Predator responses to similarity and dispersion of artificial nest sites: Implications for the structure of Boreal Forest Songbird communities

Auk, The, Jan 2001 by Rangen, Sheila A, Clark, Robert G, Hobson, Keith A

ABSTRACT.-Relatively little is known about the role of predation in shaping patterns of coexistence and nest dispersion of songbird species. It has been hypothesized that predators diversify songbird communities by preying more heavily on individuals and species with greatest similarity in nest-site use. To investigate the importance of predation, we tested how predators responded to assemblages of artificial songbird nests that varied in nest-site placement, vegetation features, and nest dispersion patterns in boreal forest of west-central Alberta, Canada. Variability among nest sites was achieved by deploying wicker nests throughout a gradient of vegetation cover and by deploying nests to simulate two- and three-species assemblages. Two-species assemblages, comprising 20 simulated White-throated Sparrow (Zonotrichia leucophrys) and 3 simulated Hermit Thrush (Catharus guttatus) nests, and threespecies assemblages, comprising 10 simulated White-throated Sparrow, 9 simulated Hermit Thrush, and 4 simulated Chipping Sparrow (Spizella passerina) nests, were deployed in eight replicate plots. We hypothesized that predators would be more adept at locating and depredating (1) nests characterized by similar vegetation features in nest patches; (2) nests of similar appearance or nest guild; and (3) clumped versus randomly distributed nests. Contrary to predictions, predation did not increase as variance in vegetation of nest sites decreased across 16 nest-predation plots, nor did variance in vegetation of successful nests increase as predation level increased across 15 nest-predation plots. The addition of one species' nest type to assemblages did not result in lower predation rates. Predators also did not depredate more clumped nests than randomly distributed nests. Overall, predation did not appear to influence patterns of songbird species coexistence or nest dispersion. Abilities of predators to discriminate among less-similar versus more-similar nest sites and nest-dispersion patterns are probably species-specific; that is probably related to the hunting behavior of predators (i.e. use of olfactory and visual cues) and territory size. Received 2 September 1999, accepted 8 August 2000.

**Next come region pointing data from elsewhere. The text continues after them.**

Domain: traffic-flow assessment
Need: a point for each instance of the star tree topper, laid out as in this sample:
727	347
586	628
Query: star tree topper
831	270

A GENERAL GOAL of avian evolutionary ecology is to understand mechanisms driving patterns of community organization (aliens 1989). Hypotheses advanced to explain the structure of avian communities have focused primarily on interspecific competition and food limitation (Schoener 1974; Martin 1987b, 1991). However, recent research has shown that predation might also be an important factor influencing evolution of forest songbird community structure (Martin 1988a, b, c; Lima and Valone 1991, Forsman et al. 1998), particularly when predation is the primary cause of nesting mortality (Ricklefs 1969). If predators respond to accumulating densities of similar nesting songbird species as though they were one species, predation may provide a selective pressure for coexisting species to select different nest types and locations, presumably within constraints of stereotypic nest placement that arises from a species' evolutionary history (Martin 1988c, 1993). Such partitioning of nesting sites may yield a more diverse bird community that, in turn, forces predators to search more substrates and height levels, inhibiting the development of predator search images, and decreasing predator searching efficiency (Martin 1988b, 1993, 1996).

An inherent assumption of the predation hypothesis is that predators specialize on nest types. However, the extent to which different predator species hunt for nests of specific songbird species or in locations of specific vegetation types is unclear. Use of search images that lead to an intensified search for similar nests is generally ascribed to predators that rely on visual cues (Martin 1988b). Thus, if a considerable proportion of the predator community comprises nocturnal mammals, visual cues provided by nest construction, substrate, strata, and vegetation at nest sites may be of limited importance. Rather, olfactory search images may prevail with predators cueing on odors of nest contents, parent birds, and nests (Nams 1997, Pelech 1999). Ultimately, songbird community assemblage patterns may be subject to counteracting selection pressures from different species in the predator community.

Predation pressure may favor coexisting songbirds with different nest types and locations, but also species with nests that are well spaced from neighbors. For that to occur, predators must concentrate their search efforts after cueing on nests, which results in closely spaced nests incurring heavier predation (Tinbergen et al. 1967, Sonerud 1985). Some studies using artificial and natural nests have reported densitydependent predation, whereas others have found no relationship between predation rates and nest density (Zimmerman 1984, Reitsma 1992, Hogstad 1995, Lariviere and Messier 1998). Nonetheless, few studies have examined predator responses to nest-dispersion patterns of songbirds (Picman 1988, Major et al. 1994).